Total Synthesis, Relay Synthesis, and Structural Confirmation of the C18-Norditerpenoid Alkaloid Neofinaconitine

The first total synthesis of the C18-norditerpenoid aconitine alkaloid neofinaconitine and relay syntheses of neofinaconitine and 9-deoxylappaconitine from condelphine are reported. A modular, convergent synthetic approach involves initial Diels–Alder cycloaddition between two unstable components, cyclopropene 10 and cyclopentadiene 11. A second Diels–Alder reaction features the first use of an azepinone dienophile (8), with high diastereofacial selectivity achieved via rational design of siloxydiene component 36 with a sterically demanding bromine substituent. Subsequent Mannich-type N-acyl­iminium and radical cyclizations provide complete hexacyclic skeleton 33 of the aconitine alkaloids. Key endgame transformations include the installation of the C8-hydroxyl group via conjugate addition of water to a putative strained bridghead enone intermediate 45 and one-carbon oxidative truncation of the C4 side chain to afford racemic neofinaconitine. Complete structural confirmation was provided by a concise relay synthesis of (+)-neofinaconitine and (+)-9-deoxylappaconitine from condelphine, with X-ray crystallographic analysis of the former clarifying the NMR spectral discrepancy between neofinaconitine and delphicrispuline, which were previously assigned identical structures.

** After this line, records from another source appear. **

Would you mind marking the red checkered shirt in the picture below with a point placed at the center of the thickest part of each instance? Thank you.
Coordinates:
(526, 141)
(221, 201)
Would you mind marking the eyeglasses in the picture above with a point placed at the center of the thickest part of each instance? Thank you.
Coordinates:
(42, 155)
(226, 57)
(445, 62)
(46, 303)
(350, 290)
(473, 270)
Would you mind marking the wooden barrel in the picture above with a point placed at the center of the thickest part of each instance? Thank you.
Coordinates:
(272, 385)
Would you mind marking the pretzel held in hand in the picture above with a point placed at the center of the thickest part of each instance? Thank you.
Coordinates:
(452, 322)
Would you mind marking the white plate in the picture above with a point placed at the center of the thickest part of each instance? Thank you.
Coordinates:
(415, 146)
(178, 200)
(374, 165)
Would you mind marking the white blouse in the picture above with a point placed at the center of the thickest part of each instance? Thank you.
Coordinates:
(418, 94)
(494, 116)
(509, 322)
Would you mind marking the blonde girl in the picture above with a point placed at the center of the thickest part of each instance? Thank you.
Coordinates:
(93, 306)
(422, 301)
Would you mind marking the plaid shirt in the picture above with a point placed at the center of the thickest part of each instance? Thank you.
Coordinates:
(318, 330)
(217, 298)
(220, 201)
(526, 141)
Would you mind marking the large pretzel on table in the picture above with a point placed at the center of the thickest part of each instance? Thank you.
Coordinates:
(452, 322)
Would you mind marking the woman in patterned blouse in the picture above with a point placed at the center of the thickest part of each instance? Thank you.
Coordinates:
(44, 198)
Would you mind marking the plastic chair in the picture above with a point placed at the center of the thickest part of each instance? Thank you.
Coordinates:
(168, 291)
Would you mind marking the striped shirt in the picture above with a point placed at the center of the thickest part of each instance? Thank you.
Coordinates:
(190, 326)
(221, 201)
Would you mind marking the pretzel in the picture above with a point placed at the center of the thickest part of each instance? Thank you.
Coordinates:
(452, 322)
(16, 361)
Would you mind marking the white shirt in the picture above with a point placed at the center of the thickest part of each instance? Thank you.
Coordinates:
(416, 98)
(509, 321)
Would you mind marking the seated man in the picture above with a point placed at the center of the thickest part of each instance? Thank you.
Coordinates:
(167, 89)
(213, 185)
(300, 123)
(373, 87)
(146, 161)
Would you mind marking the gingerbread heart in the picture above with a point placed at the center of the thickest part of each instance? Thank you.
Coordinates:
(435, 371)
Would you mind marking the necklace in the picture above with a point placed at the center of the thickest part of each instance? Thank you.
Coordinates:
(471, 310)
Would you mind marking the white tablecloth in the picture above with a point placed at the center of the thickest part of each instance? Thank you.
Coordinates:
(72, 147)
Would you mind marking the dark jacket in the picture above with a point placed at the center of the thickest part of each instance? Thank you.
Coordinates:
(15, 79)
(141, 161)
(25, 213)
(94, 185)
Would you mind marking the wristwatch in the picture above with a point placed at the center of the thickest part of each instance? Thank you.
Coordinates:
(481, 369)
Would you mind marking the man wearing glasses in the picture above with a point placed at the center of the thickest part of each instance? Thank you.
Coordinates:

本研究首次报道了C18-去二萜类乌头生物碱（aconitine alkaloid）新乌头原碱（neofinaconitine）的全合成，以及从牛扁碱（condelphine）出发完成新乌头原碱与9-脱氧高乌甲素（9-deoxylappaconitine）的接力合成。该研究采用模块化汇聚式合成策略，首先利用两个不稳定底物——环丙烯10与环戊二烯11——发生狄尔斯-阿尔德（Diels–Alder）环加成反应。第二次狄尔斯-阿尔德反应则首次使用了氮杂卓酮亲双烯体（azepinone dienophile）8，并通过对带有位阻较大溴取代基的硅氧二烯底物36进行合理设计，实现了优异的非对映面选择性。后续通过曼尼希型（Mannich-type）N-酰基亚胺环化与自由基环化反应，构建出乌头生物碱类化合物完整的六环骨架33。关键的终末阶段转化包括：通过水对假定的张力型桥头烯酮中间体45的共轭加成，引入C8位羟基；以及对C4侧链进行单碳氧化截断，最终得到外消旋新乌头原碱。本研究通过从牛扁碱出发完成(+)-新乌头原碱与(+)-9-脱氧高乌甲素的简洁接力合成，并对前者进行X射线晶体衍射分析，完成了完整的结构确证；该工作澄清了此前被认定为相同结构的新乌头原碱与delphicrispuline之间的核磁共振（NMR）谱图差异。